In response to the rapidly expanding market for natural gas and the subsequent pressure to build new pipelines, Pennsylvania Governor Tom Wolf commissioned a Pipeline Infrastructure Task Force (PITF) in May, 2015 (Sheriden, 2015). Leading the task force, John Quigley, Secretary for the Pennsylvania Department of Environmental Protection (DEP), is tasked with crafting a set of suggestions for more responsible pipeline infrastructure. The task force is composed of 48 members divided into 12 working groups which include areas of environmental protection, pipeline safety, public participation, agriculture, and local governance. An additional 101 experts, industry professionals, and government workers are contributing their expertise. The task force’s r approach is to engage a range of stakeholders for collaboration on creating a more effective pipeline system that balances environmental protection with economic opportunity (“Governor’s Pipeline”, 2015). Wolf has requested the task force deliver a report to his office in the beginning of 2016 with a set of suggestions.

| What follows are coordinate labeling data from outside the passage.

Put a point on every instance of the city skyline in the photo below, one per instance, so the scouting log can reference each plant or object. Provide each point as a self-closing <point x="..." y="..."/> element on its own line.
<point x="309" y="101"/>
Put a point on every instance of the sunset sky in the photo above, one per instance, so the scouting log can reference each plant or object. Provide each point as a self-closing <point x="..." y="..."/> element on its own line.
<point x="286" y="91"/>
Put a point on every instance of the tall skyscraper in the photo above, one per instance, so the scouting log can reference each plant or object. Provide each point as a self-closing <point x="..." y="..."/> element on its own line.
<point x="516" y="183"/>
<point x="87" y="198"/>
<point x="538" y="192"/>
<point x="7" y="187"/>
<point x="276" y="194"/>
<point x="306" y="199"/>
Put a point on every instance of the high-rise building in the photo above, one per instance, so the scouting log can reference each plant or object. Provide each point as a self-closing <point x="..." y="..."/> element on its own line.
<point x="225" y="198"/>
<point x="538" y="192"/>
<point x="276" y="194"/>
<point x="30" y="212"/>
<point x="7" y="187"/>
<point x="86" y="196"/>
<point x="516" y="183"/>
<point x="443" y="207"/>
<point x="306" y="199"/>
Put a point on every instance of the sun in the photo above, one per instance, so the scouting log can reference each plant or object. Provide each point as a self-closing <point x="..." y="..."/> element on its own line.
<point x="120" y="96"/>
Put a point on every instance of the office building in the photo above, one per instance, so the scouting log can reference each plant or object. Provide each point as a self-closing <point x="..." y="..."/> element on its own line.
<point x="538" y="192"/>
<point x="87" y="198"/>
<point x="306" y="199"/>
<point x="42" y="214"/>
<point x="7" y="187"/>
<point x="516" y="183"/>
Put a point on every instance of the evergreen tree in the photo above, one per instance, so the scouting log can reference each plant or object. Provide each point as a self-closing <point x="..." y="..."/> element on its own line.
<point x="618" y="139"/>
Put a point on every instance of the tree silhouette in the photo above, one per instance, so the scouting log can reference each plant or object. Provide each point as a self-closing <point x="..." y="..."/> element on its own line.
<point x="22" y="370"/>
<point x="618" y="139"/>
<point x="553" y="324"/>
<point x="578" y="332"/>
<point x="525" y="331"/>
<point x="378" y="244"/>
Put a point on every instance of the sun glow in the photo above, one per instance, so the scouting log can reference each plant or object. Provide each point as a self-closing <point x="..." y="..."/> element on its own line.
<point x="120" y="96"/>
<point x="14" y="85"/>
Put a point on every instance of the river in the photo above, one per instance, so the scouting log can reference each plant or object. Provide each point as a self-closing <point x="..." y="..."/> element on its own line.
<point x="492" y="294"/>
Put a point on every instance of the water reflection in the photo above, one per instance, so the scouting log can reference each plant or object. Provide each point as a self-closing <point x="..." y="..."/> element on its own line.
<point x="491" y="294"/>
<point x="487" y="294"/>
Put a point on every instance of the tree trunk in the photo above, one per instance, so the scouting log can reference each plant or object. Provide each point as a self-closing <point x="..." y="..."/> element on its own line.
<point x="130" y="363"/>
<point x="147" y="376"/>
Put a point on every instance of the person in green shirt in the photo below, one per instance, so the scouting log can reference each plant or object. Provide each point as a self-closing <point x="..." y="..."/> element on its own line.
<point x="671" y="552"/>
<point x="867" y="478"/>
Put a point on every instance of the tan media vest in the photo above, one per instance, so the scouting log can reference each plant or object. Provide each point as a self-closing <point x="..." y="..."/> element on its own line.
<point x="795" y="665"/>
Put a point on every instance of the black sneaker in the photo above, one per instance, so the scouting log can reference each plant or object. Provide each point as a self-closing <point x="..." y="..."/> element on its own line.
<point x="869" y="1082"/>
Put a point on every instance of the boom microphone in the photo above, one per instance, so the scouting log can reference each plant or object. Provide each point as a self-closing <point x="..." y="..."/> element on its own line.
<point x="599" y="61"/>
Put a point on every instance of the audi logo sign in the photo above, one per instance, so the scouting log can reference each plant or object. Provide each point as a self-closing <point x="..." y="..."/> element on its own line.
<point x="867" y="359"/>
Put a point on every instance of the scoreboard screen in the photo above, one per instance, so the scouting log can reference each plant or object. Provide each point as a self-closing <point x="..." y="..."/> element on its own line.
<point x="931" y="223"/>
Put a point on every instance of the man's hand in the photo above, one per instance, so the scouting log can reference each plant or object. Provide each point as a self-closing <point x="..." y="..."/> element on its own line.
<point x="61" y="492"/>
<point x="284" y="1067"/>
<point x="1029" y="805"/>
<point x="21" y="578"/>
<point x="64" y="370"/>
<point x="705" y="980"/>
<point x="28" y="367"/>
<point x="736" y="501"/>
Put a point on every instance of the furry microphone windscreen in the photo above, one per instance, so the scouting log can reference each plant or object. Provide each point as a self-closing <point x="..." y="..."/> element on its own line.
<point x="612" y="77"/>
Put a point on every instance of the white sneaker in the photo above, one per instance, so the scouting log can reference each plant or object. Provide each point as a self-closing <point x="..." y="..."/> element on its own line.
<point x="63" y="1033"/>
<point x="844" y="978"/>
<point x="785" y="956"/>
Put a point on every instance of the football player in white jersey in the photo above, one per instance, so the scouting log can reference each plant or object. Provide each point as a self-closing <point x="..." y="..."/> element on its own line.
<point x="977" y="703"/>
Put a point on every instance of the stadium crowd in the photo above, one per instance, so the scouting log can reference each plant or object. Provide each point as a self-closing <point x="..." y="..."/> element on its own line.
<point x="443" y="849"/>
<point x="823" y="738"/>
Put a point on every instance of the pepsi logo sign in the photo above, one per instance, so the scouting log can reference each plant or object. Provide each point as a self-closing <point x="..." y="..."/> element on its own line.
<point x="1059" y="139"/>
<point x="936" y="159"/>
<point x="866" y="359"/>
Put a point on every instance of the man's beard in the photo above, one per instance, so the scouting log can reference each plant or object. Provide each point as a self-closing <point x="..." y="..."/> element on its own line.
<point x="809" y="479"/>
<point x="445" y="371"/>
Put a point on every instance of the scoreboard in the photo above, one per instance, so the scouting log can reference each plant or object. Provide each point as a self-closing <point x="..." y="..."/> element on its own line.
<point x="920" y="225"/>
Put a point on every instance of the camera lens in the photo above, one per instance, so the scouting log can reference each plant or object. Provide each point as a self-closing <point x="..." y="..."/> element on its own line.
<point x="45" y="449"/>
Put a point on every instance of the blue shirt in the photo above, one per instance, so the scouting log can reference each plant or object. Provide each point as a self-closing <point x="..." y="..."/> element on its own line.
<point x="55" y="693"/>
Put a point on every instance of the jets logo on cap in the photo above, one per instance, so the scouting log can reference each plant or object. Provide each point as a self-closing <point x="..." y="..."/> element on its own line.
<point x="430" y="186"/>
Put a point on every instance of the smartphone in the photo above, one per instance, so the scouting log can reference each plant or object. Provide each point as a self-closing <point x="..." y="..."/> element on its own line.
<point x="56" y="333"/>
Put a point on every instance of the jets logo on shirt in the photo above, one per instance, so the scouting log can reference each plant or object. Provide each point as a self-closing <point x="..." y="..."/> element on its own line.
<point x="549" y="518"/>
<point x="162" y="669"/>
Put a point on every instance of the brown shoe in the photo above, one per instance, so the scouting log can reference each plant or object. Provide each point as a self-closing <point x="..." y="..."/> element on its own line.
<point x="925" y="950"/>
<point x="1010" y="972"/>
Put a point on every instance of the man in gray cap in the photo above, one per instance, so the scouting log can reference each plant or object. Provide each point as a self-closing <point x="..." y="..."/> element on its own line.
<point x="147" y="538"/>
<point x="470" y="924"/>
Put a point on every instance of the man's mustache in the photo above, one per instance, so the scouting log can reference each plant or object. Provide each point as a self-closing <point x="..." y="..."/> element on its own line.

The projected increase in pipelines may mean more stringent safety regulations are needed. From 2000-2009, Pennsylvania saw over $70 million in property damage from pipelines, a total of 10 fatalities, and 117 significant incidents involving pipelines (Pless, 2011). A recent draft report from PITF in November 2015 cited 184 recommendations for improving pipeline regulations. As key stakeholders, the group was tasked with identifying best practices in their respective areas for safe and environmentally sound pipeline infrastructure. Quigley anticipates the feasibility of these recommendations will be considered for implementation once the final report is submitted (Skrapitz, 2015, November 11). The task force is working on being transparent, so much of their work can be found online including the most recent draft report, video recordings of meetings, and PowerPoint presentation presented to the group (“Governor’s Pipeline”, 2015). A presentation by Quigley pointed out his mission is to find the balance between all stakeholders and the win-win scenarios between all those impacted. This includes gathering insight from a variety of communities, landowners, cultural and historical advocates, and the economic sectors of agriculture, timber, and outdoor recreation (Quigley, 2015).
While the PITF is trying to engage entities that hold stakes in the development of pipelines, opponents argue whether the question is being asked if pipelines are even necessary. Some citizens charge that there is not enough citizen involvement in the PITF and it is premised on the wrong assumption that pipelines are even wanted.